Born in Guyana, Rickford had never heard of Santa Cruz or even visited the United States until "a wise U.S. scholarship committee in the 1960s recommended a new branch of the University of California."
He came to UCSC in 1968 on a Fulbright undergraduate scholarship and ended up designing his own major in sociolinguistics. Rickford graduated from UCSC in 1971 with highest honors and went on to earn his Ph.D. in linguistics from the University of Pennsylvania.
"Stevenson College was a wonderful place for me, and I really loved it here at UCSC," Rickford noted. "UCSC gave me the freedom to design my own major and the opportunity to learn how to use linguistics to solve real problems in education."
Rickford has spent more than 40 years studying varieties of English spoken by poor and marginalized communities--examining how they are structured, how they evolve, and what role they should have in the classroom. He is the author of several books, including The Spoken Soul: The Story of Black English, which received an American Book Award in 2000.
Rickford gave examples of many of the techniques linguists are using to narrow the black/white achievement gap in schools-some of which have created public misunderstandings such as the Ebonics controversy in Oakland schools during 1996-97.
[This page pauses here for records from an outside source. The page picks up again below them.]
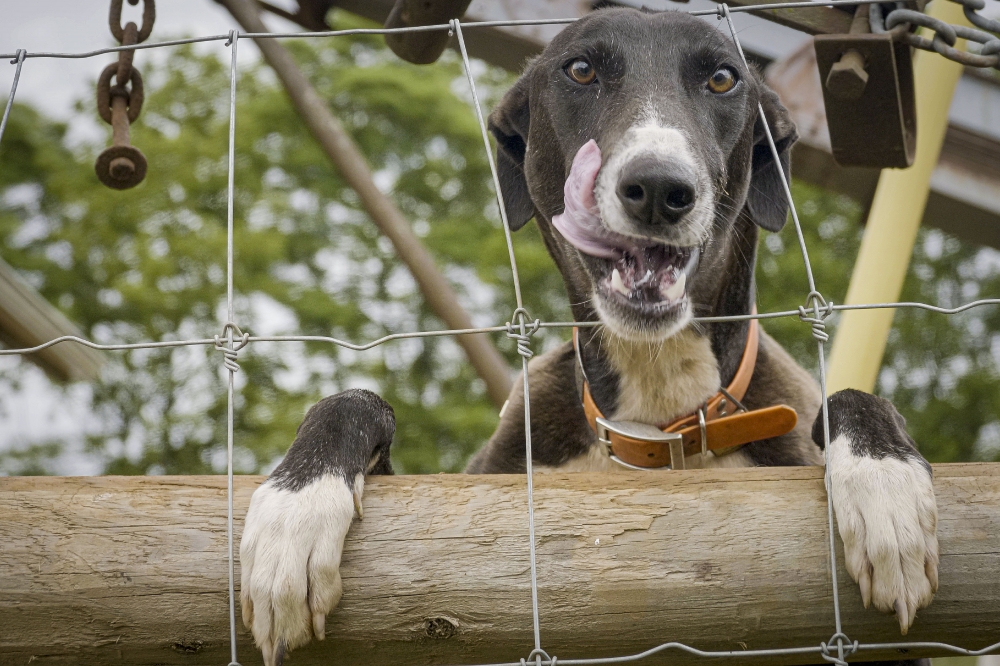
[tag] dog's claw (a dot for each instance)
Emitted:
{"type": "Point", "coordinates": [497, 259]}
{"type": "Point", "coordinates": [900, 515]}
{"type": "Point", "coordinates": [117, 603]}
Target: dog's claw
{"type": "Point", "coordinates": [930, 567]}
{"type": "Point", "coordinates": [357, 503]}
{"type": "Point", "coordinates": [865, 582]}
{"type": "Point", "coordinates": [903, 616]}
{"type": "Point", "coordinates": [319, 626]}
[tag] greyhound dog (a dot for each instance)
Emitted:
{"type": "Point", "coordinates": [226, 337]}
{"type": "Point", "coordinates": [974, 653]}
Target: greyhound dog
{"type": "Point", "coordinates": [636, 142]}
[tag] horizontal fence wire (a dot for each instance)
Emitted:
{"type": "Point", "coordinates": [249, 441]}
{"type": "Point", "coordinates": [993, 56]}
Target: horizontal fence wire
{"type": "Point", "coordinates": [520, 328]}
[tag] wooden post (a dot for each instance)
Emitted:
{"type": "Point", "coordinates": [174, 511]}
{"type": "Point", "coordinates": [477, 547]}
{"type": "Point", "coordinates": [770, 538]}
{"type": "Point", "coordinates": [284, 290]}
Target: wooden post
{"type": "Point", "coordinates": [893, 221]}
{"type": "Point", "coordinates": [112, 570]}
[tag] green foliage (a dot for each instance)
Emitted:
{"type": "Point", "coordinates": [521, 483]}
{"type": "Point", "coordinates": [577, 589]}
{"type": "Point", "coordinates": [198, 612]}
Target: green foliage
{"type": "Point", "coordinates": [939, 370]}
{"type": "Point", "coordinates": [150, 264]}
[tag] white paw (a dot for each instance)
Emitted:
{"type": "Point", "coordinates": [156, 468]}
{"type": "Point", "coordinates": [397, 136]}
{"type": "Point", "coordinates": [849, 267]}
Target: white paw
{"type": "Point", "coordinates": [290, 558]}
{"type": "Point", "coordinates": [887, 515]}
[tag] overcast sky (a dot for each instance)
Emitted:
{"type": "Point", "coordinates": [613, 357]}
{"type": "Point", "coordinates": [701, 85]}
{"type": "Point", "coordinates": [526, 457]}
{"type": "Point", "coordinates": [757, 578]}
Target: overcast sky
{"type": "Point", "coordinates": [82, 25]}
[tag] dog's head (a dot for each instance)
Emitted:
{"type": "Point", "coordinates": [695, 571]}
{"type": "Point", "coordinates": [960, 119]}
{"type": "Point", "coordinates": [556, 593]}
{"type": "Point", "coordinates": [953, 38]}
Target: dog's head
{"type": "Point", "coordinates": [634, 138]}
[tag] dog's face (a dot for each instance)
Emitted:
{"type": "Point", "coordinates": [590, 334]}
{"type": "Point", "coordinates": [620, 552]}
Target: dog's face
{"type": "Point", "coordinates": [635, 140]}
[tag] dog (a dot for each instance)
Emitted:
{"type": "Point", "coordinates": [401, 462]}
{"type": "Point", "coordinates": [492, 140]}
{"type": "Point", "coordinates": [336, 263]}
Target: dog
{"type": "Point", "coordinates": [636, 143]}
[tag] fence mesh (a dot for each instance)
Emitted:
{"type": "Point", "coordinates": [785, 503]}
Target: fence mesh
{"type": "Point", "coordinates": [521, 327]}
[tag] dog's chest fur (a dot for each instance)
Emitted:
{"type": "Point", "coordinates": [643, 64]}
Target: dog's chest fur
{"type": "Point", "coordinates": [657, 382]}
{"type": "Point", "coordinates": [661, 381]}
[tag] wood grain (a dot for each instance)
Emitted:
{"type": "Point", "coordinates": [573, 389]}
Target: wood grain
{"type": "Point", "coordinates": [112, 570]}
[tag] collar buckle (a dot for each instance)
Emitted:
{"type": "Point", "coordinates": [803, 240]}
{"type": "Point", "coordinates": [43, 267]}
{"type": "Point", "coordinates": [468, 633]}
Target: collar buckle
{"type": "Point", "coordinates": [644, 432]}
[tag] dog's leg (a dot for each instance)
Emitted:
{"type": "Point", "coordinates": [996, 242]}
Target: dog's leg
{"type": "Point", "coordinates": [295, 528]}
{"type": "Point", "coordinates": [883, 497]}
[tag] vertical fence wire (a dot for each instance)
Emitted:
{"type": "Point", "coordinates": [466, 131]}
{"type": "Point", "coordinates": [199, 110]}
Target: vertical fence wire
{"type": "Point", "coordinates": [518, 329]}
{"type": "Point", "coordinates": [521, 328]}
{"type": "Point", "coordinates": [231, 367]}
{"type": "Point", "coordinates": [18, 60]}
{"type": "Point", "coordinates": [814, 298]}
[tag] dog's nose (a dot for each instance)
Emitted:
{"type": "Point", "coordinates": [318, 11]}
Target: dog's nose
{"type": "Point", "coordinates": [656, 192]}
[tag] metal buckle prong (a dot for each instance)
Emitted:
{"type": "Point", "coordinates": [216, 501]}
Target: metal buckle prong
{"type": "Point", "coordinates": [636, 430]}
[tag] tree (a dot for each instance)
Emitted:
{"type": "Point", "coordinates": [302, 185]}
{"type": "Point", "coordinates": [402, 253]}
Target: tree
{"type": "Point", "coordinates": [149, 264]}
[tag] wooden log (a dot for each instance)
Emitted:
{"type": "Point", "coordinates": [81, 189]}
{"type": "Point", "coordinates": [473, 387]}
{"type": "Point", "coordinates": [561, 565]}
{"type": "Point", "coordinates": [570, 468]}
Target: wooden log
{"type": "Point", "coordinates": [111, 570]}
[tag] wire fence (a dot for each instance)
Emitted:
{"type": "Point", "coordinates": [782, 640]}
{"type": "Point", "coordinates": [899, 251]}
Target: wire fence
{"type": "Point", "coordinates": [522, 327]}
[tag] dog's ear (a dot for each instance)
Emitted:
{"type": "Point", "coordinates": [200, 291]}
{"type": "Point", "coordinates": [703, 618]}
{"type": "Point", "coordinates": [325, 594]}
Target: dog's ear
{"type": "Point", "coordinates": [509, 126]}
{"type": "Point", "coordinates": [766, 199]}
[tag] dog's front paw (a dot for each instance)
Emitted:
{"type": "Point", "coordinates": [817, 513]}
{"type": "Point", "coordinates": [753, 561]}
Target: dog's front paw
{"type": "Point", "coordinates": [887, 515]}
{"type": "Point", "coordinates": [290, 555]}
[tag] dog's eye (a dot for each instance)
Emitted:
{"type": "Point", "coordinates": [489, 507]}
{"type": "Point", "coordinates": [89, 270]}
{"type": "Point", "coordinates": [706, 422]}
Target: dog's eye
{"type": "Point", "coordinates": [581, 71]}
{"type": "Point", "coordinates": [722, 81]}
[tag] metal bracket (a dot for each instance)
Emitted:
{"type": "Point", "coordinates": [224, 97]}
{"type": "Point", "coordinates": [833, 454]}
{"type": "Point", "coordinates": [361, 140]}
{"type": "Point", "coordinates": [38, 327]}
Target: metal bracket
{"type": "Point", "coordinates": [636, 430]}
{"type": "Point", "coordinates": [878, 127]}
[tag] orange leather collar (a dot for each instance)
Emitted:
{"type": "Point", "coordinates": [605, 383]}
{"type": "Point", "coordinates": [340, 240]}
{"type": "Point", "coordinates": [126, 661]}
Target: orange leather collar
{"type": "Point", "coordinates": [721, 425]}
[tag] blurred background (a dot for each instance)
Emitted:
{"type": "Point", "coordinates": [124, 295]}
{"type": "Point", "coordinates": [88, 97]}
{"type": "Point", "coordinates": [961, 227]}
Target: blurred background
{"type": "Point", "coordinates": [148, 264]}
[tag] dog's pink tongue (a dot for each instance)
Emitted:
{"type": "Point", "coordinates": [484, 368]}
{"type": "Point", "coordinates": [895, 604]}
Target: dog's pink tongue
{"type": "Point", "coordinates": [580, 222]}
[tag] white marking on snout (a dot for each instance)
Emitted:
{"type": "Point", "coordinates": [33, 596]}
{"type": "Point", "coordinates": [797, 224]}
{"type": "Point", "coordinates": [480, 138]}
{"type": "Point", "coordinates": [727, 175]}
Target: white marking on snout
{"type": "Point", "coordinates": [650, 138]}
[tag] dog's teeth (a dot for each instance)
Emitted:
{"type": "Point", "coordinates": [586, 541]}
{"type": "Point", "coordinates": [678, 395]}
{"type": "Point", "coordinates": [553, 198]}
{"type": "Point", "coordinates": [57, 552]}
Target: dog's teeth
{"type": "Point", "coordinates": [675, 291]}
{"type": "Point", "coordinates": [617, 284]}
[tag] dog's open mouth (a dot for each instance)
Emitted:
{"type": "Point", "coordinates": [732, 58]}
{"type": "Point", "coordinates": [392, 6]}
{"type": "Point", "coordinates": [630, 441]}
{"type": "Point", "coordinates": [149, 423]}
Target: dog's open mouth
{"type": "Point", "coordinates": [654, 276]}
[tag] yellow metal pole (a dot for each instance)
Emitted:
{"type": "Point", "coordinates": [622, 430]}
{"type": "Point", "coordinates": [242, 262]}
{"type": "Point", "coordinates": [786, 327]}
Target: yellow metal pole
{"type": "Point", "coordinates": [895, 215]}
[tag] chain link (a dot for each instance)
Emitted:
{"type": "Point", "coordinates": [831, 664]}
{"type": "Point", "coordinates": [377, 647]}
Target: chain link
{"type": "Point", "coordinates": [900, 21]}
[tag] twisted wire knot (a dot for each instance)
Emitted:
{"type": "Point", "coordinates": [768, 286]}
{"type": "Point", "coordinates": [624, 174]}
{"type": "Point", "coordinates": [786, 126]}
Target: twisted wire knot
{"type": "Point", "coordinates": [539, 656]}
{"type": "Point", "coordinates": [820, 311]}
{"type": "Point", "coordinates": [514, 332]}
{"type": "Point", "coordinates": [836, 641]}
{"type": "Point", "coordinates": [239, 341]}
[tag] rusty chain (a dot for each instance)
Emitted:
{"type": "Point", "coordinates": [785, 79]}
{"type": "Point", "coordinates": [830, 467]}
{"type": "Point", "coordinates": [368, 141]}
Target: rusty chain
{"type": "Point", "coordinates": [899, 20]}
{"type": "Point", "coordinates": [122, 165]}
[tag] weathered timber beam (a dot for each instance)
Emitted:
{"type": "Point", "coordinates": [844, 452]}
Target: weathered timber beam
{"type": "Point", "coordinates": [111, 570]}
{"type": "Point", "coordinates": [28, 320]}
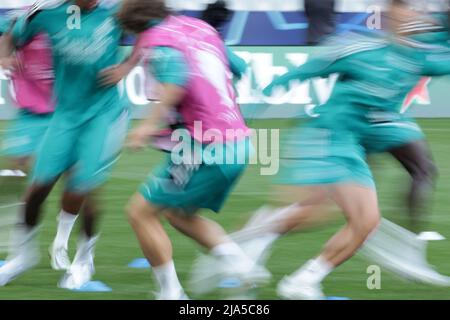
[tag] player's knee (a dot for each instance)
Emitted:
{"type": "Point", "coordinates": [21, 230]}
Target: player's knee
{"type": "Point", "coordinates": [133, 213]}
{"type": "Point", "coordinates": [367, 225]}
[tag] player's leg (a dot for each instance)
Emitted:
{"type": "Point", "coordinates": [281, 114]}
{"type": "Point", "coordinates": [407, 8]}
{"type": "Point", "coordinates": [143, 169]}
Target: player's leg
{"type": "Point", "coordinates": [53, 158]}
{"type": "Point", "coordinates": [360, 208]}
{"type": "Point", "coordinates": [267, 225]}
{"type": "Point", "coordinates": [70, 207]}
{"type": "Point", "coordinates": [416, 158]}
{"type": "Point", "coordinates": [97, 150]}
{"type": "Point", "coordinates": [19, 145]}
{"type": "Point", "coordinates": [211, 236]}
{"type": "Point", "coordinates": [156, 246]}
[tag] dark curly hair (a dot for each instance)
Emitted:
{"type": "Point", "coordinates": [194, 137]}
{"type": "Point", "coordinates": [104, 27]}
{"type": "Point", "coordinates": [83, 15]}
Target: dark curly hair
{"type": "Point", "coordinates": [135, 15]}
{"type": "Point", "coordinates": [216, 14]}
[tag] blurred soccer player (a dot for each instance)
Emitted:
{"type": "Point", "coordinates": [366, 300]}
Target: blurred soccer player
{"type": "Point", "coordinates": [32, 76]}
{"type": "Point", "coordinates": [86, 131]}
{"type": "Point", "coordinates": [328, 154]}
{"type": "Point", "coordinates": [188, 59]}
{"type": "Point", "coordinates": [217, 15]}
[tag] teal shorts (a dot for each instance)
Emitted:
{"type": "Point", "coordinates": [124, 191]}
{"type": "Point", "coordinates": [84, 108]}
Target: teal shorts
{"type": "Point", "coordinates": [191, 187]}
{"type": "Point", "coordinates": [88, 151]}
{"type": "Point", "coordinates": [384, 136]}
{"type": "Point", "coordinates": [25, 134]}
{"type": "Point", "coordinates": [319, 156]}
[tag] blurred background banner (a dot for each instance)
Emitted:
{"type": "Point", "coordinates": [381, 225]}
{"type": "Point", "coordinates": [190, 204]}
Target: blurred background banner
{"type": "Point", "coordinates": [428, 99]}
{"type": "Point", "coordinates": [272, 22]}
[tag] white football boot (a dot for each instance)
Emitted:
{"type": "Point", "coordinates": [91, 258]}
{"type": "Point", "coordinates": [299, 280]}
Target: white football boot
{"type": "Point", "coordinates": [403, 253]}
{"type": "Point", "coordinates": [24, 255]}
{"type": "Point", "coordinates": [82, 268]}
{"type": "Point", "coordinates": [291, 289]}
{"type": "Point", "coordinates": [59, 257]}
{"type": "Point", "coordinates": [209, 271]}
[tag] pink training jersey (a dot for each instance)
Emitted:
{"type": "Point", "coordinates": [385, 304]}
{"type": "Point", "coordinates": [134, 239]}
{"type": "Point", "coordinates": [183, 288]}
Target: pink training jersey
{"type": "Point", "coordinates": [210, 98]}
{"type": "Point", "coordinates": [33, 84]}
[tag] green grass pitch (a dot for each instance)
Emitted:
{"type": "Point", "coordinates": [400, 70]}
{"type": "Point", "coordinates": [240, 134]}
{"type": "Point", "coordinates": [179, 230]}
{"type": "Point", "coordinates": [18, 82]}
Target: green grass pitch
{"type": "Point", "coordinates": [118, 246]}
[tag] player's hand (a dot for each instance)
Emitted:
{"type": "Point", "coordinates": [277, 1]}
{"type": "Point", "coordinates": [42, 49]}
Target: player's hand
{"type": "Point", "coordinates": [11, 64]}
{"type": "Point", "coordinates": [278, 82]}
{"type": "Point", "coordinates": [111, 76]}
{"type": "Point", "coordinates": [139, 137]}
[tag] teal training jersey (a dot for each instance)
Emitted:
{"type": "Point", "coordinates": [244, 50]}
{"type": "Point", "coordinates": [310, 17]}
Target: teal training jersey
{"type": "Point", "coordinates": [81, 49]}
{"type": "Point", "coordinates": [374, 74]}
{"type": "Point", "coordinates": [168, 65]}
{"type": "Point", "coordinates": [4, 24]}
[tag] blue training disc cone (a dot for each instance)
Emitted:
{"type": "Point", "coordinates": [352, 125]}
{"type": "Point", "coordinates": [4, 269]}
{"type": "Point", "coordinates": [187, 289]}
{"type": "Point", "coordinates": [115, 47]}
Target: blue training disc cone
{"type": "Point", "coordinates": [94, 286]}
{"type": "Point", "coordinates": [229, 283]}
{"type": "Point", "coordinates": [140, 263]}
{"type": "Point", "coordinates": [337, 298]}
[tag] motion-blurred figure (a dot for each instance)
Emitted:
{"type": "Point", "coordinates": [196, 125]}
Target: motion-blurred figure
{"type": "Point", "coordinates": [85, 133]}
{"type": "Point", "coordinates": [32, 75]}
{"type": "Point", "coordinates": [321, 19]}
{"type": "Point", "coordinates": [189, 61]}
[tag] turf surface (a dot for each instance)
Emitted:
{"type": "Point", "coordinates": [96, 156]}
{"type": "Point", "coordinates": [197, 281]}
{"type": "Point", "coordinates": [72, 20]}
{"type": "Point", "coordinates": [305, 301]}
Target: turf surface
{"type": "Point", "coordinates": [118, 246]}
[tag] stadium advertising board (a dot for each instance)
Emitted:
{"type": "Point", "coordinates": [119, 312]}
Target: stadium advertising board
{"type": "Point", "coordinates": [265, 63]}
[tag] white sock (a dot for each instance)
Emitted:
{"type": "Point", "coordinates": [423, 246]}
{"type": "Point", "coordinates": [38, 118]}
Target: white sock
{"type": "Point", "coordinates": [166, 275]}
{"type": "Point", "coordinates": [231, 251]}
{"type": "Point", "coordinates": [257, 249]}
{"type": "Point", "coordinates": [66, 221]}
{"type": "Point", "coordinates": [85, 250]}
{"type": "Point", "coordinates": [314, 271]}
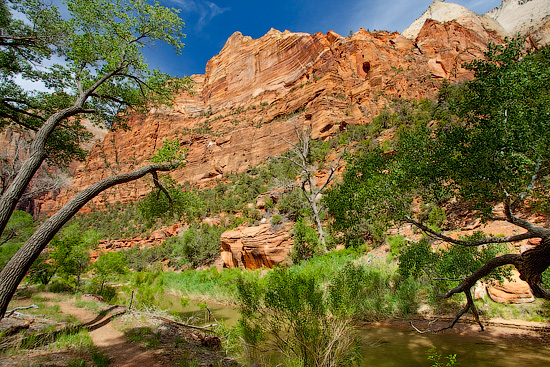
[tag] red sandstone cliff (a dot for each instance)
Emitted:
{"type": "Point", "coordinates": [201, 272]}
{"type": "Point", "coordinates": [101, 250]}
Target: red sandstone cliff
{"type": "Point", "coordinates": [255, 91]}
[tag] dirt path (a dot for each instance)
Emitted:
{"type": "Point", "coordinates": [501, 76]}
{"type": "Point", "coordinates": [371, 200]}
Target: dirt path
{"type": "Point", "coordinates": [110, 341]}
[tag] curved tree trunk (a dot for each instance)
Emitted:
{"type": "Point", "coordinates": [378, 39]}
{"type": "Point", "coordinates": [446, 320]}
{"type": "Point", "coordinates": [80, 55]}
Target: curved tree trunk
{"type": "Point", "coordinates": [38, 154]}
{"type": "Point", "coordinates": [15, 270]}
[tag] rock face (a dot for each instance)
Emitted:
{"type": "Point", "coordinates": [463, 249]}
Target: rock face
{"type": "Point", "coordinates": [443, 12]}
{"type": "Point", "coordinates": [529, 18]}
{"type": "Point", "coordinates": [255, 92]}
{"type": "Point", "coordinates": [255, 247]}
{"type": "Point", "coordinates": [526, 17]}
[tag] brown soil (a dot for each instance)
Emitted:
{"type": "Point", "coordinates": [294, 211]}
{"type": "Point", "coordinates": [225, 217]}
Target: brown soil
{"type": "Point", "coordinates": [161, 342]}
{"type": "Point", "coordinates": [110, 341]}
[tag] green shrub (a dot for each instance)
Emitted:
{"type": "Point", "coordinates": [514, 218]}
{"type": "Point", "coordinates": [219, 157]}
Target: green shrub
{"type": "Point", "coordinates": [276, 219]}
{"type": "Point", "coordinates": [197, 246]}
{"type": "Point", "coordinates": [291, 311]}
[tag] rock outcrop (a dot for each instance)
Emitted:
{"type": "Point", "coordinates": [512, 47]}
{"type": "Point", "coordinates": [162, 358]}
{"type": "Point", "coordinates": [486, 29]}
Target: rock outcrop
{"type": "Point", "coordinates": [530, 18]}
{"type": "Point", "coordinates": [256, 247]}
{"type": "Point", "coordinates": [443, 12]}
{"type": "Point", "coordinates": [526, 17]}
{"type": "Point", "coordinates": [256, 91]}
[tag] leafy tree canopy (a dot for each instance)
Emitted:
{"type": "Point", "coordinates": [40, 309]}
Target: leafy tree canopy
{"type": "Point", "coordinates": [96, 58]}
{"type": "Point", "coordinates": [486, 143]}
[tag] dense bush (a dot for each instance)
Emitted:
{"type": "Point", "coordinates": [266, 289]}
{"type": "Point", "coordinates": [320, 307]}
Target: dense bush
{"type": "Point", "coordinates": [291, 311]}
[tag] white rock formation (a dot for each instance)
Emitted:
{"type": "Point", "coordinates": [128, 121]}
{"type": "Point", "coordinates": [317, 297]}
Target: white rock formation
{"type": "Point", "coordinates": [444, 12]}
{"type": "Point", "coordinates": [527, 17]}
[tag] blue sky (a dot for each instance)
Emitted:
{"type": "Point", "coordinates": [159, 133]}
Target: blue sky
{"type": "Point", "coordinates": [210, 22]}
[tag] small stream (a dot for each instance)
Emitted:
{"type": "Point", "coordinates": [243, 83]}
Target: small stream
{"type": "Point", "coordinates": [397, 346]}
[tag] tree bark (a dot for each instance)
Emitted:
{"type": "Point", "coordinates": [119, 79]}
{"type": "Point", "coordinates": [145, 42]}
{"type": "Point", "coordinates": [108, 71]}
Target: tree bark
{"type": "Point", "coordinates": [38, 154]}
{"type": "Point", "coordinates": [15, 270]}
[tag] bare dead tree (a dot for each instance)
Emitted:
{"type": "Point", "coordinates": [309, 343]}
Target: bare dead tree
{"type": "Point", "coordinates": [309, 185]}
{"type": "Point", "coordinates": [15, 270]}
{"type": "Point", "coordinates": [530, 264]}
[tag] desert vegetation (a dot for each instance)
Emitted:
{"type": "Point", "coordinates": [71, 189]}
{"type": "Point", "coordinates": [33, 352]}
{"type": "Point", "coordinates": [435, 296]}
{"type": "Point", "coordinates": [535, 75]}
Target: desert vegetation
{"type": "Point", "coordinates": [370, 208]}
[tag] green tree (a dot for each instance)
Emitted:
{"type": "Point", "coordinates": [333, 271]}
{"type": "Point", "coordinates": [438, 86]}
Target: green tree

He cited promising strategies such as improving teachers and parents' negative attitudes and expectations about vernacular English, contrasting vernacular and standard English so students can better understand and move fluently between them, and using materials written in vernacular English as an initial means of developing literacy skills to help students learn standard English.
"The California Department of Education is currently embarking on a revolutionary effort-turning to linguists and asking them to help students who are having trouble with the transition from vernacular to standard English," Rickford observed. "2009 will see a new set of texts directed at African American students," he added.
The lecture was organized jointly by the Department of Linguistics and by Stevenson College, with some funding support from the UCSC Alumni Association's Distinguished Visiting Professor program, which was designed to enrich undergraduate education at UCSC. The endowment provides financial support enabling the colleges--on a rotating basis--to bring people of academic distinction to campus.